In the insn names, I tried to switch to using _vsx instead of _fpr for the
existing MMA support instructions.  I also tried to clear up the comments to
specify ISA 3.1 instead of power10 when talking about the existing MMA
support.

The following is from the original posting (slightly modified):

This patch is very preliminary support for a potential new feature to the
PowerPC that extends the current power10 MMA architecture.  This feature may or
may not be present in any specific future PowerPC processor.
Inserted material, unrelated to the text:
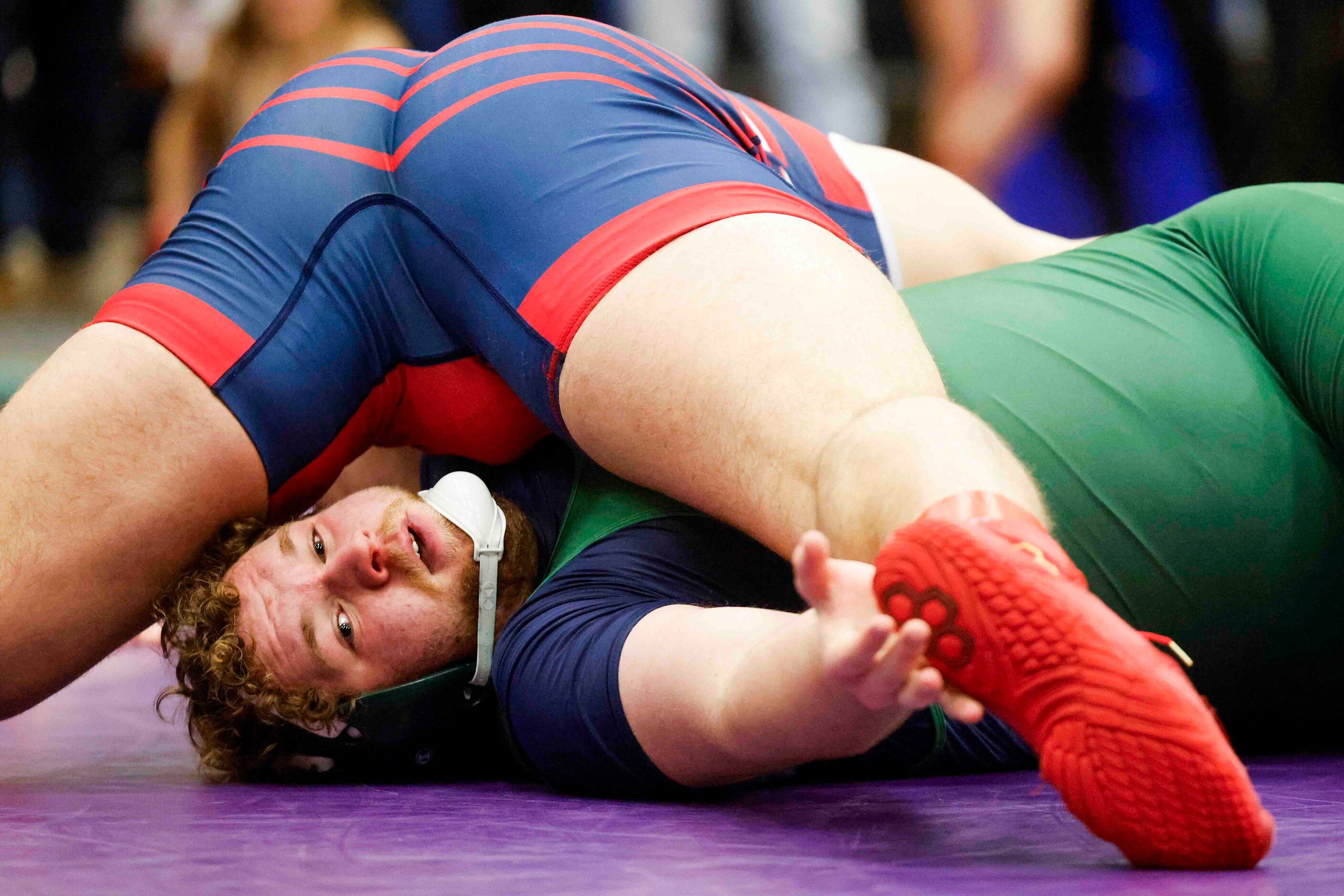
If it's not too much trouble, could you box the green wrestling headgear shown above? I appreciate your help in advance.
[280,470,512,781]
In the current MMA subsystem for Power10, there are 8 512-bit accumulator
registers.  These accumulators are each tied to sets of 4 FPR registers.  When
you issue a prime instruction, it makes sure the accumulator is a copy of the 4
FPR registers the accumulator is tied to.  When you issue a deprime
instruction, it makes sure that the accumulator data content is logically
copied to the matching FPR register.

In the potential dense math system, the accumulators are moved to separate
registers called dense math registers (DM registers or DMR).  The DMRs are then
extended to 1,024 bits and new instructions will be added to deal with all
1,024 bits of the DMRs.

If you take existing MMA code, it will work as long as you don't do anything
with accumulators, and you follow the rules in the ISA 3.1 documentation for
using the MMA subsystem.

These patches add support for the 512-bit accumulators within the dense math
system, and for allocation of the 1,024-bit DMRs.  At this time, no additional
built-in functions will be done to support any dense math features other than
doing data movement between the DMRs and the VSX registers.  Before we can look
at adding any new dense math support other than data movement, we need the GCC
compiler to be able to allocate and use these DMRs.

There are 8 patches in this patch set:

1) The first patch just adds -mcpu=future as an option to add new support.
This is similar to the -mcpu=future that we did before power10 was announced.
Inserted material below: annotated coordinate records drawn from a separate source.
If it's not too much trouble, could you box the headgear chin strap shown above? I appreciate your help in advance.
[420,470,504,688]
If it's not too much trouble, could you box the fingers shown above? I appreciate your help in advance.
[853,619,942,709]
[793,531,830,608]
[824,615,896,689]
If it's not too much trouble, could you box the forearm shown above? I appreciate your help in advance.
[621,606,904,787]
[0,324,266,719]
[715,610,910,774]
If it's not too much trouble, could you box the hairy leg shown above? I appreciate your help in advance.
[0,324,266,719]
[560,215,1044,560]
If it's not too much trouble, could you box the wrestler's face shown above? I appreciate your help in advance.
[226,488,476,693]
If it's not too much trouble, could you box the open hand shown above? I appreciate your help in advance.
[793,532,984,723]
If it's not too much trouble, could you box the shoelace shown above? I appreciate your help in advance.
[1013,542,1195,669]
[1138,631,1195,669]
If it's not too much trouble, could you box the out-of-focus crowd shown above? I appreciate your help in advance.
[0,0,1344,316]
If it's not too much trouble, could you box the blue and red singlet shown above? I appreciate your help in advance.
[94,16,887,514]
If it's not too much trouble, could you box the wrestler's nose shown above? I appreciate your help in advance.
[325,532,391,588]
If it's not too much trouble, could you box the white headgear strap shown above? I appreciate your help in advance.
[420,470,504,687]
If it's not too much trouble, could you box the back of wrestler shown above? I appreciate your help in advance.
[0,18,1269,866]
2) The second patch enables GCC to use the load and store vector pair
instructions to optimize memory copy operations in the compiler.  For power10,
we needed to just stay with normal vector load/stores for memory copy
operations.

3) The third patch enables 512-bit accumulators store in DMRs.  This patch
enables the register allocation, but it does not move the existing MMA to use
these registers.

4) The fourth patch switches the MMA subsystem to use 512-bit accumulators
within DMRs if you use -mcpu=future.

5) The fifth patch switches the names of the MMA instructions to use the dense
math equivalent name if -mcpu=future.

6) The sixth patch enables using the full 1,024-bit DMRs.  Right now, all you
can do with DMRs is move a VSX register to a DMR register, and to move a DMR
register to a VSX register.  [As I mentioned above, at the moment, this patch
is problematical as is]

7) The seventh patch is not DMR related.  It adds support for variants of the
load/store vector with length instruction that may be added in future PowerPC
processors.  These variants eliminate having to shift the byte length left by
56 bits.

8) The eighth patch is also not DMR related.  It adds support for a saturating
subtract operation that may be added to future PowerPC processors.
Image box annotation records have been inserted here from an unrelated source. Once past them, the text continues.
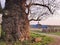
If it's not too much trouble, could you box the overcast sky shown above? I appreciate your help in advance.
[0,0,60,25]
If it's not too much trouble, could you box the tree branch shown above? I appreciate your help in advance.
[30,3,53,14]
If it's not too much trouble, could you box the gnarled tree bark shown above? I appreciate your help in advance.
[2,0,30,42]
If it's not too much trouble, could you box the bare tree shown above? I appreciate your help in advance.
[2,0,59,42]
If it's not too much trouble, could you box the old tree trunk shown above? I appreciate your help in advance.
[2,0,30,42]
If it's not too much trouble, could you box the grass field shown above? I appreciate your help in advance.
[0,26,53,45]
[32,30,60,36]
[0,33,53,45]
In terms of changes, we now use the wD constraint for accumulators.  If you
compile with -mcpu=power10, the wD constraint will match the equivalent VSX
register (0..31) that overlaps with the accumulator.  If you compile with
-mcpu=future, the wD constraint will match the DMR register and not the FPR
register.

This patch also modifies the print_operand %A output modifier to print out DMR
register numbers if -mcpu=future, and continue to print out the FPR register
number divided by 4 for -mcpu=power10.

In general, if you only use the built-in functions, things work between the two
systems.  If you use extended asm, you will likely need to modify the code.
Going forward, hopefully if you modify your code to use the wD constraint and
%A output modifier, you can write code that switches more easily between the
two systems.

Again, these are preliminary patches for a potential future machine.  Things
will likely change in terms of implementation and usage over time.